382 Emigration has, also, a singular effect in developing the latent powers of the emigrant, and the children of emigrants are usually more active, more energetic than the children of the older inhabitants of the country among whom they settle. Some of our first men in civil life have been sons of foreign-born parents, and so are not a few of our greatest and most successful generals. The most successful of our merchants have been foreign-born. The same thing has been noticed elsewhere, especially in the emigration of the French Huguenots to Holland, Germany, England, and Ireland. The immigration of so many millions from the Old World has, no doubt, given to the American people much of their bold, energetic, and adventurous character, and made them a superior people on the whole to what they would otherwise have been. This has nothing to do with superiority or inferiority of race or blood, but is a natural effect of breaking men away from routine, and throwing them back on their own individual energies and personal resources.

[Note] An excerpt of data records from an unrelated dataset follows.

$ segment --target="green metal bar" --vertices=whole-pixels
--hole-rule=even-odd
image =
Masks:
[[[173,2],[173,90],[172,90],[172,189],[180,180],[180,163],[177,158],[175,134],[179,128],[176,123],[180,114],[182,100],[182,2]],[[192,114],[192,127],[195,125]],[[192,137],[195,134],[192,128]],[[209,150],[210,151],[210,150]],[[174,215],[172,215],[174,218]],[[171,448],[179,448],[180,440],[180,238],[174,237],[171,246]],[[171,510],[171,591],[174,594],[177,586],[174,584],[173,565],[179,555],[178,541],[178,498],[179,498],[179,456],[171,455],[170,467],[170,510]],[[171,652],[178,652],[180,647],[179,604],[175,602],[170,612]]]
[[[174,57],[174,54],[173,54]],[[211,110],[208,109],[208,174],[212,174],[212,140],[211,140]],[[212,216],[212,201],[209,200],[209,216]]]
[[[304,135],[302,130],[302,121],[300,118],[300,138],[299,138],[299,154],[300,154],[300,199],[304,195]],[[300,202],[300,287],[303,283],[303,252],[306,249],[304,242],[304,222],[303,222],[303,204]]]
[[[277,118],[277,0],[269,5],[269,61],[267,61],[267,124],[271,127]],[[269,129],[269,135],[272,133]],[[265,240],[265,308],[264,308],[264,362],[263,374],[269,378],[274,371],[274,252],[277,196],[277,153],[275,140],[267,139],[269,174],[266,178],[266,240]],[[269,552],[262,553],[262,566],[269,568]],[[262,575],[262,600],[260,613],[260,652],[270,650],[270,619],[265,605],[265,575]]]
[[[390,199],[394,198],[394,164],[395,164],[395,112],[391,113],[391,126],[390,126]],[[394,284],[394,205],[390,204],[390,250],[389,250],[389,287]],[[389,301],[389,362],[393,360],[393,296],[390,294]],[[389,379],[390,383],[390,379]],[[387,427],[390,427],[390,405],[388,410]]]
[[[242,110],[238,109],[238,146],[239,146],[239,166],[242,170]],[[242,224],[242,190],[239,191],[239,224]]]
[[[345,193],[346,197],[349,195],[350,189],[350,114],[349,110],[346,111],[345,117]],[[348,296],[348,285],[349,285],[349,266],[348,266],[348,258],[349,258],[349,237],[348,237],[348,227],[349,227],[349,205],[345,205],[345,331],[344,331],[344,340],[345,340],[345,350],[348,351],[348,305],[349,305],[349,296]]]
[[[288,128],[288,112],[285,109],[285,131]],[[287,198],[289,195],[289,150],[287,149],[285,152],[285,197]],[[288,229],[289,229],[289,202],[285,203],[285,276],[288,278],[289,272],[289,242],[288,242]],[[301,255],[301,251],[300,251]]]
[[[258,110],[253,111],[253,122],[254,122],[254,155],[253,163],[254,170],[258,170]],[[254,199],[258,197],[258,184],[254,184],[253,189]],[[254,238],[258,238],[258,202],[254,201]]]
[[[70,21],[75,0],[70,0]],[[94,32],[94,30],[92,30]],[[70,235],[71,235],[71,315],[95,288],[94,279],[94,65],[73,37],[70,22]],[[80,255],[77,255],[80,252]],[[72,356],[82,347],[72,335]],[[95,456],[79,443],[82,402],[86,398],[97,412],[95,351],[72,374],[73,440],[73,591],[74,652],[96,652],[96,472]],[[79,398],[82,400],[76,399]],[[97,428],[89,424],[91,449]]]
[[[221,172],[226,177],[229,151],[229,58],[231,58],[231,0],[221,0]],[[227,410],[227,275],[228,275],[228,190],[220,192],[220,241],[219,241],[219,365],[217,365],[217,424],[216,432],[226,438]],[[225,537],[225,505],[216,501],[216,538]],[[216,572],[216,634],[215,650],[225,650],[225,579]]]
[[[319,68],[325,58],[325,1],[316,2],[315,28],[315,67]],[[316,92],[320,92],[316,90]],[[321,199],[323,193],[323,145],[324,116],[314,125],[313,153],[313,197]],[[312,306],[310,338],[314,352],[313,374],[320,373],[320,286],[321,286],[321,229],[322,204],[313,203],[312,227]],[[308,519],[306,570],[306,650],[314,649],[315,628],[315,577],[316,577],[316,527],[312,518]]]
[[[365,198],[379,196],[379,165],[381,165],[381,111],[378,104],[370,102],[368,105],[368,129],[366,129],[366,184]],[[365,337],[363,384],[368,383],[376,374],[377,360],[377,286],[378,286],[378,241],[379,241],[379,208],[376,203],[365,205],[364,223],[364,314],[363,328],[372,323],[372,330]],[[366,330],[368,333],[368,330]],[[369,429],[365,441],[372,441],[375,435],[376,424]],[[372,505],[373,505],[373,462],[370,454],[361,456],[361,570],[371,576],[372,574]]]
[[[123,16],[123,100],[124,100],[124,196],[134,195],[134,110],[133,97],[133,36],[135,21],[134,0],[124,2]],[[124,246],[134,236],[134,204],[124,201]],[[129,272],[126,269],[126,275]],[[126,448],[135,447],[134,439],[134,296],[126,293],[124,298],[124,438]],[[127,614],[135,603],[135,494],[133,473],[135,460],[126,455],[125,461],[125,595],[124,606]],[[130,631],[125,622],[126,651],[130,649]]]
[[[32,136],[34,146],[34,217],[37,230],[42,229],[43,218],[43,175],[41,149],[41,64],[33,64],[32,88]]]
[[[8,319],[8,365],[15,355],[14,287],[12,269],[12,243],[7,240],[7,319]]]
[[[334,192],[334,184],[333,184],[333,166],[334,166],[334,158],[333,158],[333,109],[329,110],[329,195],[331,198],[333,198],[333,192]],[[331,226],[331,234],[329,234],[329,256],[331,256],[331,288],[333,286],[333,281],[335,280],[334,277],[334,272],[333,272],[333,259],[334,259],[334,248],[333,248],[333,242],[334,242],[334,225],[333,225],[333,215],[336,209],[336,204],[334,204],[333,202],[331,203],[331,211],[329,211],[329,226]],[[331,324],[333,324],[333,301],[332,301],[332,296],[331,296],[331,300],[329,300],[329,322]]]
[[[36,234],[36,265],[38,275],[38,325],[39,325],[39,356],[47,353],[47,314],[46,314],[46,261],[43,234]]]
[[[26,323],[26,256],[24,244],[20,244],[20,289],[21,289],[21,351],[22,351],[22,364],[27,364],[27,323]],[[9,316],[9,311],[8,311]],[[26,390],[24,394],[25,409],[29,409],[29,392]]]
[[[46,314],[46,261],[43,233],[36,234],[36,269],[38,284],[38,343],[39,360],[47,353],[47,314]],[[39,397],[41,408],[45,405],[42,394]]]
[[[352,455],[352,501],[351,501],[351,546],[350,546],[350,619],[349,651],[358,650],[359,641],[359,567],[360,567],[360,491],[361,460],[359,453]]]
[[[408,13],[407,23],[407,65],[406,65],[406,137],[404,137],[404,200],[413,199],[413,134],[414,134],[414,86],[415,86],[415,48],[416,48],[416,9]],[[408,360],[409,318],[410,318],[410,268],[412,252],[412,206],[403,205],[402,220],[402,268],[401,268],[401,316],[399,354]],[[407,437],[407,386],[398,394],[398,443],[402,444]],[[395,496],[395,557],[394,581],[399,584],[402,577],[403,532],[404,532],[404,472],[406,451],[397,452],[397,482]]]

Resistance is offered to negro suffrage, and justly too, till the recently emancipated slaves have served an apprenticeship to freedom; but that resistance cannot long stand before the onward progress of American democracy, which 383 asserts equal rights for all, and not for a race or class only. Some would confine suffrage to landholders, or, at least, to property-holders; but that is inconsistent with the American idea, and is a relic of the barbaric constitution which founds power on private instead of public wealth. Nor are property-owners a whit more likely to vote for the public good than are those who own no property but their own labor. The men of wealth, the business men, manufacturers and merchants, bankers and brokers, are the men who exert the worst influence on government in every country, for they always strive to use it as an instrument of advancing their own private interests. They act on the beautiful maxim, "Let government take care of the rich, and the rich will take care of the poor," instead of the far safer maxim, "Let government take care of the weak, the strong can take care of themselves." Universal suffrage is better than restricted suffrage, but even universal suffrage is too weak to prevent private property from having an undue political influence.